A typical day in camp starts around 7 a.m. with breakfast. At 8 a.m., the umpires endure four hours of classroom work. After lunch, it’s four to five hours of field work.
“It’s physically demanding,” White said. “You don’t get a break. You have to keep pushing through rolled ankles, etc.”
After dinner, it’s back to the dorm/apartment for relaxing and to the very serious, more studying. Not every umpire there is trying for a professional job. Some go just to become better umpires and to learn how to do things the right way.
“At the end of the day, you always wonder whether you have done enough,” White said.
White said he averaged 97 percent on the tests. He claims he was never a big rule book guy, but that changed once he started doing professional ball in the Golden Baseball League and when he knew he was going to Evans’ academy.
White said being at the academy with 120 other people was good because he could develop relationships, but he added that also made it difficult when graduation came.

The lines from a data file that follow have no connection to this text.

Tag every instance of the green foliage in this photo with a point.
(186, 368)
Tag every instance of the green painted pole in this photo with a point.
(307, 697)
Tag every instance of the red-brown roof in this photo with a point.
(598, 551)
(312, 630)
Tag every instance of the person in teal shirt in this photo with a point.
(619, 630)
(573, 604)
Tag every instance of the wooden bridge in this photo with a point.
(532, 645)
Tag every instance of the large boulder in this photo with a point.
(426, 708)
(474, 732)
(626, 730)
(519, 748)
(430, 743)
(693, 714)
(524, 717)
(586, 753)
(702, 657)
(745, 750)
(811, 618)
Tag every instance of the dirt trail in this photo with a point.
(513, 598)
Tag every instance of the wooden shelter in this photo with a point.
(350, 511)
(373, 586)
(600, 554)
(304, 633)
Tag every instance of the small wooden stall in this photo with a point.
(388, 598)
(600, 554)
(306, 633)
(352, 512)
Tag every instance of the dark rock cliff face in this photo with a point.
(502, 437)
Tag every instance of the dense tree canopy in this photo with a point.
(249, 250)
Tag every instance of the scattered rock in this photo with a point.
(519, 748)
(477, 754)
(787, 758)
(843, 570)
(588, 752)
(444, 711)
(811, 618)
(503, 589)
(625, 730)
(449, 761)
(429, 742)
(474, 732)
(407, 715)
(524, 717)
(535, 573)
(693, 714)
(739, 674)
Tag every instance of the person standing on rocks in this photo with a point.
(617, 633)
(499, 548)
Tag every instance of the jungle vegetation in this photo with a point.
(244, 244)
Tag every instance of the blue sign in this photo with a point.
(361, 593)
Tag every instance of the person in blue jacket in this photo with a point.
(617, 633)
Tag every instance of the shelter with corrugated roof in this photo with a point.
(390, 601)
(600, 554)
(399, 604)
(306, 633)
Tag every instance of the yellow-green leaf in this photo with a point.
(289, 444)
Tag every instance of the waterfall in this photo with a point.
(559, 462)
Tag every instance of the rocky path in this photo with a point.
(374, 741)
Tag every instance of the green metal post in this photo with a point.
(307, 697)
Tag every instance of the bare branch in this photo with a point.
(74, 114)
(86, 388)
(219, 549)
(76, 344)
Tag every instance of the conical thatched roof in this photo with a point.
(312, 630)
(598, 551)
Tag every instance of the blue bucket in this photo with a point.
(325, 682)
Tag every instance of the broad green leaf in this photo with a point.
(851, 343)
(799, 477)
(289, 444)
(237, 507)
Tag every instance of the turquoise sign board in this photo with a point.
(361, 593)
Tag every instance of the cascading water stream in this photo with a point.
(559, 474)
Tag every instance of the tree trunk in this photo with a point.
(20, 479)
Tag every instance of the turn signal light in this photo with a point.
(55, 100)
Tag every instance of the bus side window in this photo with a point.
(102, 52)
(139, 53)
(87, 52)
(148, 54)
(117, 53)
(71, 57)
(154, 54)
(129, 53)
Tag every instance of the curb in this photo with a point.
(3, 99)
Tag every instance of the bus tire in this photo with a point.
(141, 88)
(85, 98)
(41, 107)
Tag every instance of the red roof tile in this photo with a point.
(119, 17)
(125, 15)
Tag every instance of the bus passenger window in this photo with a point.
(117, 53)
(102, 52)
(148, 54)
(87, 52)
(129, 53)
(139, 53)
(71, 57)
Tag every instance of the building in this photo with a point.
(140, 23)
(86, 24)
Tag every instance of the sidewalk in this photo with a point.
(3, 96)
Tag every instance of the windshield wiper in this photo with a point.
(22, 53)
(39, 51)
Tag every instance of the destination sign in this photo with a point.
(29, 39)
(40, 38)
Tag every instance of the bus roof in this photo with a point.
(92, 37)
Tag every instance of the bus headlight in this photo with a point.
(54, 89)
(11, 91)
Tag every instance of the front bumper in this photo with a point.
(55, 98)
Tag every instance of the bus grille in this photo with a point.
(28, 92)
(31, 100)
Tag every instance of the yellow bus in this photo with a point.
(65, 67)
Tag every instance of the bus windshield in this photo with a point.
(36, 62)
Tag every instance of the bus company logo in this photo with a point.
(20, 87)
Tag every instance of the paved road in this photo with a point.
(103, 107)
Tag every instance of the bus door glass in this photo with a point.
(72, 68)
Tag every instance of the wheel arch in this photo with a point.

“One of the hardest days was when I was told that I had graduated and would be going to PBUC,” White said. “I had built so many relationships with people, and to see their faces knowing they weren’t going with me. It was tough.”
Once White went to PBUC, his focus was on himself. He worked some games and went through some more classroom work with 53 other candidates.
“The games I had were not very good; they were unevenly matched,” White said. “There was never a situation that happened where I could stand out.”
There turned out to be just nine professional jobs, which was about 14 fewer than the previous year. White estimates he finished somewhere between 10 and 23, hence the offer to do the Coastal Plain League.
All told, of the 54 at PBUC, 30 went home on the reserve list without a job.
LIFE ON THE ROAD
White left Carson City last week and went through a couple of days of meetings before starting his season on Memorial Day weekend.
“I’m having a blast,” said White from his car where he was driving toward his next assignment in South Carolina. “We’ve done three games so far and everything has gone well. It’s a great league and it gives me a great opportunity to get better.
“The only difficult thing is that we’re traveling everyday. We are at a different site everyday. We have to travel up to four hours sometimes to get to our next assignment.”
White said that was done to save money. The league found it more economical to keep umpires traveling to a new place instead of keeping them in one place for three or four days or them having a home base. So it’s living out of a suitcase for three months, which is ideal for a single guy like White. Umpires stay in assigned hotels in every city and home teams provide meal vouchers for them.
Coastal Plain umpires make $1,500 a month, and when you consider you don’t have to pay for housing and very few meals, it’s not bad. The way of life has changed White’s perspective of umpiring.
“In the past, I’ve umpired to support myself, pay my bills,” he said. “Now, I don’t worry about the money. I’m just working my butt off, trying to get better and to get promoted.
“I’m concentrating on umpiring. There is nothing else to do. I know I’m going to get a plate every other day and that helps me get into a rhythm. In high school, you might get a three-game series and then be off four or five days.”
It will be a pressure-packed summer for White. While he may be having a blast, he’ll also be under the watchful eye of PBUC . If he wants a job in organized professional baseball next year, he’s got to impress the big brass.